Thank you for the clarification Solandri! Yes, this will be our Archival medium, so the M-Disc will be used.

In light of your answer, I have another question: What software can access previous directory listings? I did some online searching, but was having trouble finding a solution.



 
Thank you for answering my questions Spectre694. After a few tests and the answers from this discussion, my plan is to burn files to the M-Disc like a USB flashdrive, and drag the archive files onto the M-Disc as I need it. Once it is full, finalize the disc with ImgBurn. It will all be in UDF format.

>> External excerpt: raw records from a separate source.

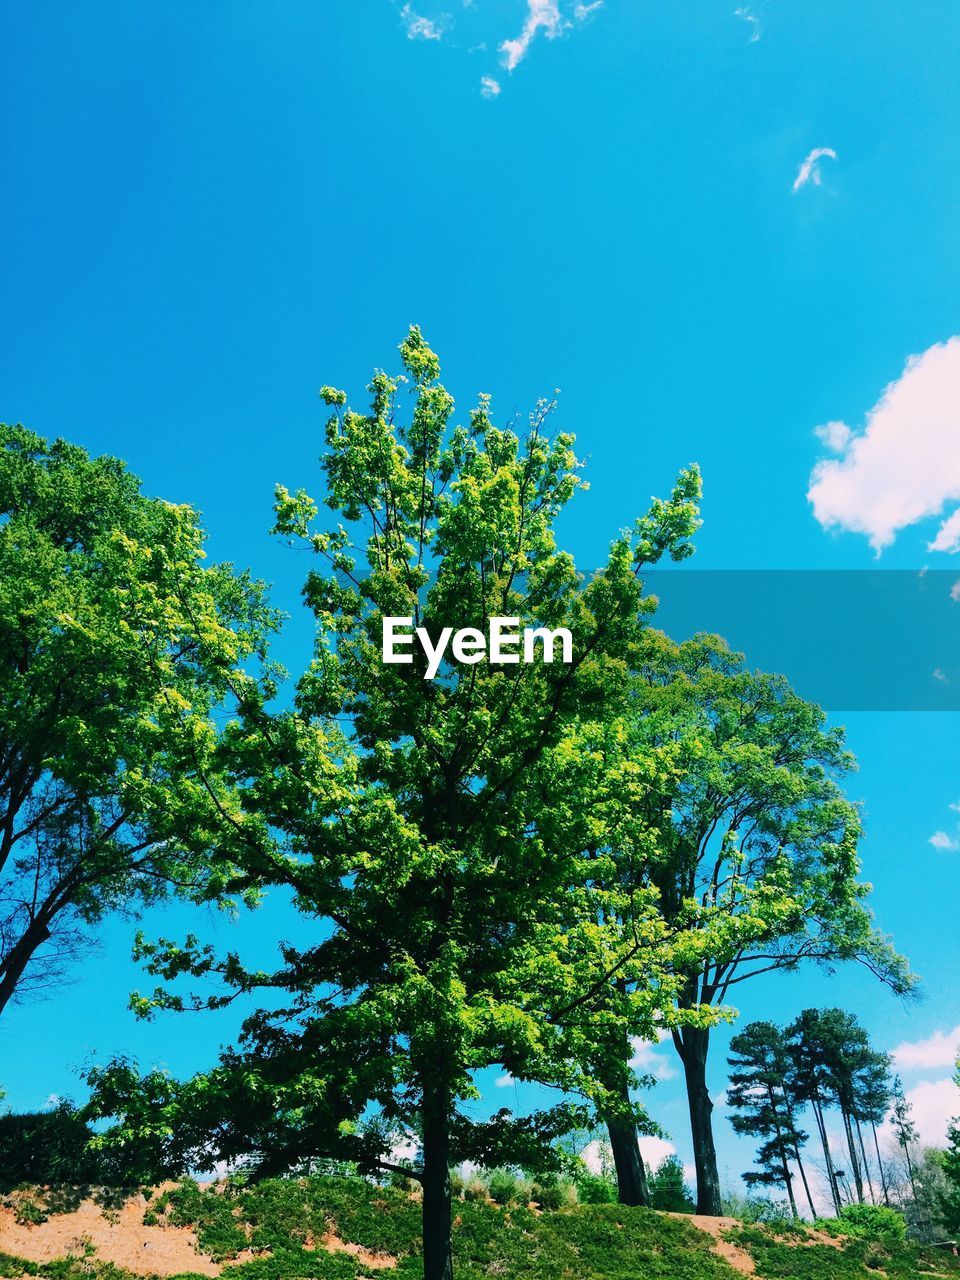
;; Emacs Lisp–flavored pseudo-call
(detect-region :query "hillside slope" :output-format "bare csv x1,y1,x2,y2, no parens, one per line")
1,1177,958,1280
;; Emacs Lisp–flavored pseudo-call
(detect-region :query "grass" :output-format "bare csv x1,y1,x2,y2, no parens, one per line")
725,1220,960,1280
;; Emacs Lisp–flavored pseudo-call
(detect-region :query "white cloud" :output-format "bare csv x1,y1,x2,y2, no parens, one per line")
902,1077,960,1145
495,1072,515,1087
400,4,447,40
734,7,762,41
814,420,853,453
638,1135,677,1169
929,830,958,850
500,0,565,71
808,338,960,552
933,668,949,683
792,146,837,192
893,1025,960,1071
629,1033,678,1081
949,798,960,810
574,1,604,19
480,75,502,99
931,508,960,554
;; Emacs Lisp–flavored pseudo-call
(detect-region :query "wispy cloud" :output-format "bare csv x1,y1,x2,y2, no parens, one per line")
400,4,448,41
808,337,960,552
500,0,565,72
792,146,837,192
894,1024,960,1071
495,1072,514,1087
734,7,762,41
930,830,958,850
574,1,604,20
480,75,502,99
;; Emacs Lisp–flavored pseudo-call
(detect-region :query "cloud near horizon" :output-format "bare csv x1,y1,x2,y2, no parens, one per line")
808,337,960,552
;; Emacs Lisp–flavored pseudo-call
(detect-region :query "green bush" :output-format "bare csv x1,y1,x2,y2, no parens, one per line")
830,1202,908,1243
486,1169,521,1206
0,1107,99,1192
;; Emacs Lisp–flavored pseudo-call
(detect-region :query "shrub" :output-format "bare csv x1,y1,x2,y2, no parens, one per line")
486,1169,521,1206
0,1107,99,1191
574,1172,617,1204
832,1203,907,1243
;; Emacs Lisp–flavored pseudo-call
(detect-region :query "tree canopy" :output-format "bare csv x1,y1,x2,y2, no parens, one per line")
87,329,705,1280
0,425,274,1017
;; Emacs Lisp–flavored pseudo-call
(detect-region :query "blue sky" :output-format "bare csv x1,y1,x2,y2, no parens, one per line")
3,0,960,1199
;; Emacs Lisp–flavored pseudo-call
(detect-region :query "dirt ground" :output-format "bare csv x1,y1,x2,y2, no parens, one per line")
0,1193,220,1276
0,1193,399,1279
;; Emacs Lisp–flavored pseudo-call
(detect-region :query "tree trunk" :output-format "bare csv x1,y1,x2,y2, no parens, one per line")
781,1086,817,1220
765,1083,798,1219
812,1100,841,1214
606,1111,651,1207
871,1121,891,1208
854,1116,875,1204
674,1026,722,1216
793,1144,818,1221
0,917,51,1017
421,1096,453,1280
841,1105,864,1203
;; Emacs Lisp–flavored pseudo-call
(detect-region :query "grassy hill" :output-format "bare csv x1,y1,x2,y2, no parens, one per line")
2,1176,959,1280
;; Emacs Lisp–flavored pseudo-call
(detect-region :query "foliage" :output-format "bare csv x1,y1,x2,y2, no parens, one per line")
646,1155,694,1213
619,634,913,1212
0,1105,99,1192
828,1202,907,1243
942,1058,960,1236
726,1021,810,1216
726,1220,960,1280
0,425,275,1018
86,331,705,1278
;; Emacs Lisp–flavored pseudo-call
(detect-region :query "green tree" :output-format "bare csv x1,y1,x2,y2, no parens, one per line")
621,635,913,1214
0,425,273,1018
648,1154,695,1212
727,1021,815,1219
944,1060,960,1238
88,330,702,1280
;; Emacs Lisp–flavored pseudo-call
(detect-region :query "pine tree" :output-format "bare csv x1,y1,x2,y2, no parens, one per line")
727,1021,815,1219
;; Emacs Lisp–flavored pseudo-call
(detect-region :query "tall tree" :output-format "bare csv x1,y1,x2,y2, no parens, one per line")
88,330,703,1280
0,425,273,1019
727,1021,816,1219
621,635,914,1214
943,1059,960,1238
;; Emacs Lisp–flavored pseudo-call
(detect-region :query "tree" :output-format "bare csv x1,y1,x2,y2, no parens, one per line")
943,1059,960,1238
621,635,914,1214
727,1021,815,1219
88,330,703,1280
648,1154,695,1212
0,425,273,1018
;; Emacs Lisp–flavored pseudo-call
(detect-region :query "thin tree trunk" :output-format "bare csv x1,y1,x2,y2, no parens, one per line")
854,1116,875,1204
793,1144,818,1221
674,1026,722,1216
765,1083,798,1219
781,1085,817,1220
606,1111,651,1207
421,1094,453,1280
871,1121,891,1208
841,1105,864,1203
812,1100,841,1214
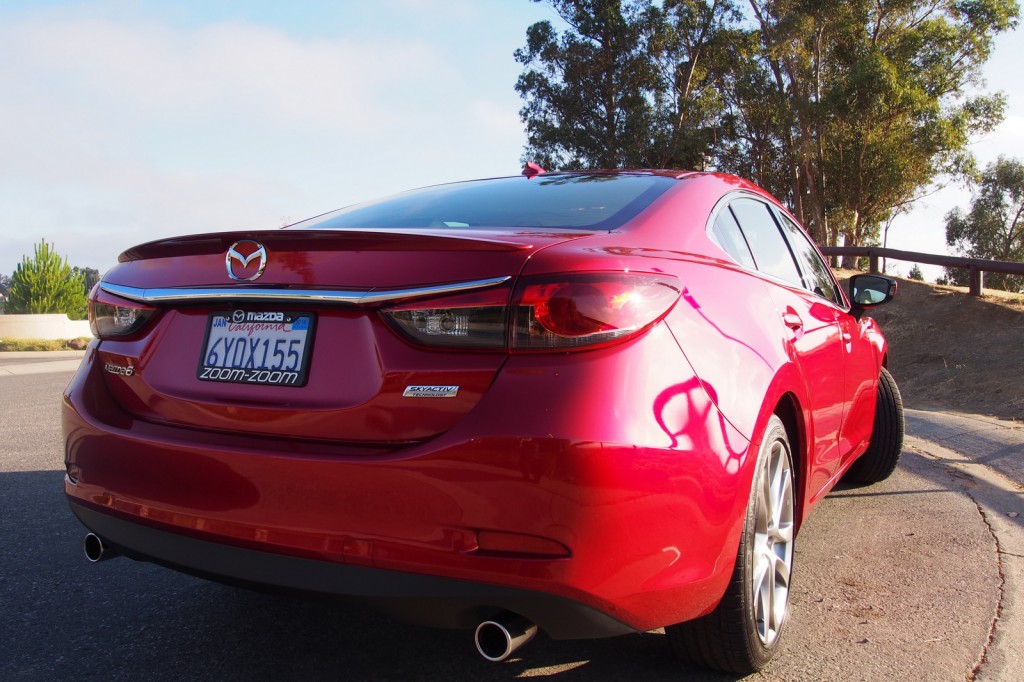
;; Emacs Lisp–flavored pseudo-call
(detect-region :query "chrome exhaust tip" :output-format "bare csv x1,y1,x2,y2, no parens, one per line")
83,533,117,563
474,613,538,662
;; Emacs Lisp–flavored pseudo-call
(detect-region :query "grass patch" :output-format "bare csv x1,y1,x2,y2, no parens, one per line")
0,338,91,352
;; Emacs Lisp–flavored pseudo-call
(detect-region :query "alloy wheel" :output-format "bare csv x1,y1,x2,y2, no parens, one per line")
751,437,794,647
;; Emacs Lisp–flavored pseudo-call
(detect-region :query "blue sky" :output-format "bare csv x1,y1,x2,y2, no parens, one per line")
1,0,1022,280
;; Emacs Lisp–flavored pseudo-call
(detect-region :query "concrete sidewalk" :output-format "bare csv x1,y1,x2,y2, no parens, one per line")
0,350,85,376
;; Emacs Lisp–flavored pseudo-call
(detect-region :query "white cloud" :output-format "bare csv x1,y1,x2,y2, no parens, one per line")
2,18,451,132
0,12,528,275
974,115,1024,162
471,99,523,137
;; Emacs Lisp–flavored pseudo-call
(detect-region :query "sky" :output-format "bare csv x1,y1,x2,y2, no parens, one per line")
1,0,1022,281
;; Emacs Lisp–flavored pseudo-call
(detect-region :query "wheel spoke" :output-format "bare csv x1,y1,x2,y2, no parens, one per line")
757,467,770,534
767,554,780,637
771,462,794,544
773,553,790,591
771,463,789,526
771,553,790,632
753,551,770,596
774,522,794,545
754,551,771,638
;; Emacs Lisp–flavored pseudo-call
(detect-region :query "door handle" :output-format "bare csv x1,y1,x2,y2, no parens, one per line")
782,312,803,331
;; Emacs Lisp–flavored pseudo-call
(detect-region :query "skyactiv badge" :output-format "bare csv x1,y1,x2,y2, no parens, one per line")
403,385,459,398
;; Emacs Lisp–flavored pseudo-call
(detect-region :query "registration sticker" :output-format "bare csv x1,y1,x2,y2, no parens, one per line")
198,311,315,387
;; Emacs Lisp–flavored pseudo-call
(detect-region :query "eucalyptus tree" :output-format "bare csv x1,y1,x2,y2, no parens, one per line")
945,156,1024,291
516,0,1019,251
515,0,657,169
752,0,1015,250
515,0,741,170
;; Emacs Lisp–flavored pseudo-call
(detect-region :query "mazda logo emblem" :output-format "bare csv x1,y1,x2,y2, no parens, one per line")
226,240,267,282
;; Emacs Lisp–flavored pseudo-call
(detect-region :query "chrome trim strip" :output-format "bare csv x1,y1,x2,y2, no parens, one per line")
99,276,511,306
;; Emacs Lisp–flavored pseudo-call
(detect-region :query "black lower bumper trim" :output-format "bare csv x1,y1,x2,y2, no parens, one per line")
69,501,635,640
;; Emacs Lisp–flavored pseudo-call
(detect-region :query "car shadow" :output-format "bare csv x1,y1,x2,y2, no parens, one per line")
0,470,744,682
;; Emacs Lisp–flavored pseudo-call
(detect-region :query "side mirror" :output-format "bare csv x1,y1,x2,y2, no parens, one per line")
849,274,896,319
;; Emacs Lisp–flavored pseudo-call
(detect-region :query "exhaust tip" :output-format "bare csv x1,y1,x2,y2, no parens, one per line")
83,533,116,563
474,613,537,662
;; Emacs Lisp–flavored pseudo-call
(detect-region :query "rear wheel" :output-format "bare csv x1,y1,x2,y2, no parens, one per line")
666,415,795,673
844,367,904,485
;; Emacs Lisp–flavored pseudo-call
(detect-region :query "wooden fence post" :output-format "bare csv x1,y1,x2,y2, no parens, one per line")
969,268,984,297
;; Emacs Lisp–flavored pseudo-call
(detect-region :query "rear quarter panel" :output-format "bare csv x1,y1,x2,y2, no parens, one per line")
526,176,825,527
531,176,803,446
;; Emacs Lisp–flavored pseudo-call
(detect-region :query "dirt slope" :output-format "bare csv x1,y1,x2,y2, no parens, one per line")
838,272,1024,421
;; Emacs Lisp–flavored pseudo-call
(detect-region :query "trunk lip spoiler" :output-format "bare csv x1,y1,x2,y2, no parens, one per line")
99,276,512,307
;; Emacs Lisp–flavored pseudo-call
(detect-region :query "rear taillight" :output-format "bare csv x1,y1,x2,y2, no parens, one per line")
511,273,680,350
380,273,679,352
381,284,511,349
88,286,157,338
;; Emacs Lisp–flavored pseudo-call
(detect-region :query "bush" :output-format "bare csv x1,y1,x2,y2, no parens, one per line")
6,240,88,320
0,337,90,352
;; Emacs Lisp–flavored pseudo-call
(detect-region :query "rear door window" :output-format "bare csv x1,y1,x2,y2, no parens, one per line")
773,211,842,304
710,208,756,269
728,198,802,287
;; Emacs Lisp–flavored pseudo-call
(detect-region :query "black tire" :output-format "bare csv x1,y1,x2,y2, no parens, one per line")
844,367,904,485
666,415,795,674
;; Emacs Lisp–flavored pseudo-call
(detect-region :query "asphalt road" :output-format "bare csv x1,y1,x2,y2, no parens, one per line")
1,358,1021,681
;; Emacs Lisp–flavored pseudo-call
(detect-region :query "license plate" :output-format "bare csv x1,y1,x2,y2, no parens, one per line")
198,311,315,387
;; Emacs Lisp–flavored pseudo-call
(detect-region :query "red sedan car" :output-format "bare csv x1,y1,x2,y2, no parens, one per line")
64,169,902,673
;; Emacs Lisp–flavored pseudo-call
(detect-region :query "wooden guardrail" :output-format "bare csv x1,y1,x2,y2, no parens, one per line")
820,246,1024,297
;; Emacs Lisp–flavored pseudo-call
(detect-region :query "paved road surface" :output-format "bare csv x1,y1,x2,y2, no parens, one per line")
906,408,1024,490
904,409,1024,681
1,356,1021,680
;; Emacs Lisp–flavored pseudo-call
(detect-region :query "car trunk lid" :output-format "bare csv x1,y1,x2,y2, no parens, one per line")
96,228,589,444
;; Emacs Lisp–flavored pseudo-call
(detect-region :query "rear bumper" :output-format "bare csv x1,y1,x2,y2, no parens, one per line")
69,500,633,638
63,328,756,637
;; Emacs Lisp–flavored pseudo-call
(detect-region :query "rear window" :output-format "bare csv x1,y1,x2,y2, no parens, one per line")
292,174,675,231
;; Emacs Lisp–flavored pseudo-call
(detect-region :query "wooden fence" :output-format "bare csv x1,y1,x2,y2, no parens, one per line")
820,246,1024,297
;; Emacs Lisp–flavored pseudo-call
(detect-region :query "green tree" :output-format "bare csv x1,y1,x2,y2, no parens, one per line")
0,273,9,314
516,0,1019,251
6,240,88,319
515,0,657,169
907,264,924,281
72,266,101,297
945,156,1024,291
798,0,1012,252
643,0,745,168
515,0,742,170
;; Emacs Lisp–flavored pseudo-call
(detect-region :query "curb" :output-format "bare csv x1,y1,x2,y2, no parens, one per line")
0,351,87,359
0,350,86,376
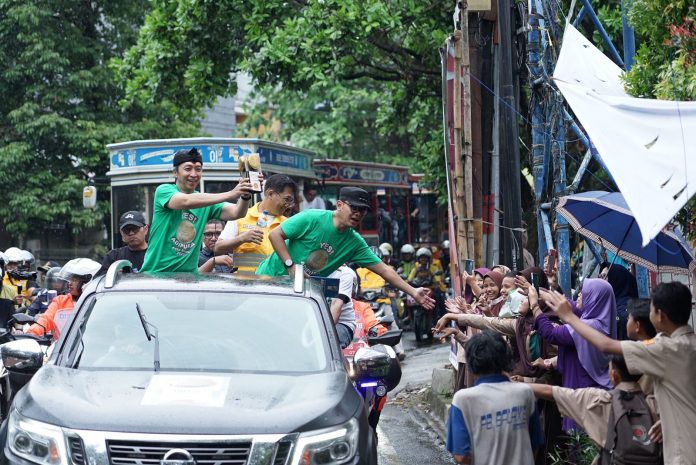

This done, I found that you cannot delete the files, you cannot re-format the disc either. Just what I wanted.



 


In 200 years chances are pretty good there will be no drives to read your disks around, unless you store drives along with the disks and test them once every few months to make sure they are working for the next 200 years. Even now Apple is not including an optical disk in most of their systems.
 

Optical discs are by far the longest-lived media. CDs made in the 1980s and CD-Rs from the early 1990s are still readable in modern Blu-ray drives.

HDDs have gone from ST/ESDI to IDE to SATA. On the server front, they've gone through several iterations of SCSI (not always backwards compatible) to SAS.

Ejectable disks have gone from 5.25" floppies to 3.5" to Zip drives (my graduate thesis is on a Zip disk somewhere) to obsolete.

Tape drives have gone through more formats than I care to count. On the non-computer front alone, there's been reel-to-reel, 8-track, audio cassette (the longest-lived at over 40 years), Beta, VHS, VHS-C, Hi8.

Ejectable flash drives have gone from PCMCIA (still have one in my old HP 200LX), to CF (a reduced length PCMCIA card) to SD to mini SD to microSD.

USB flash drives are about to go from USB-A to USB-C.

None of these are backwards compatible sans adapter. Except optical discs. Pop in a 1984 CD into a 2016 Blu-ray drive and it'll play.

I have no idea if there will still be optical drives which can read them in 200 years, but they're closing in on 35 years right now. Which makes them by far the best bet for archival data storage. The industry seems to have settled on 12cm as a handy size which still stores a good amount of data, so all future optical drives should be the same size and thus able to read older discs. (And don't say just copy the data to a new external HDD every 5 years. You've obviously never heard of bit rot. My NAS runs ZFS to help counter bit rot - random bit flips in the magnetic media. But the real drawback of HDDs is that they're not write-once. I have to regularly backup my NAS in case I accidentally delete or overwrite a file that I mean to be archiving. You don't have that problem with archival write-once optical media.)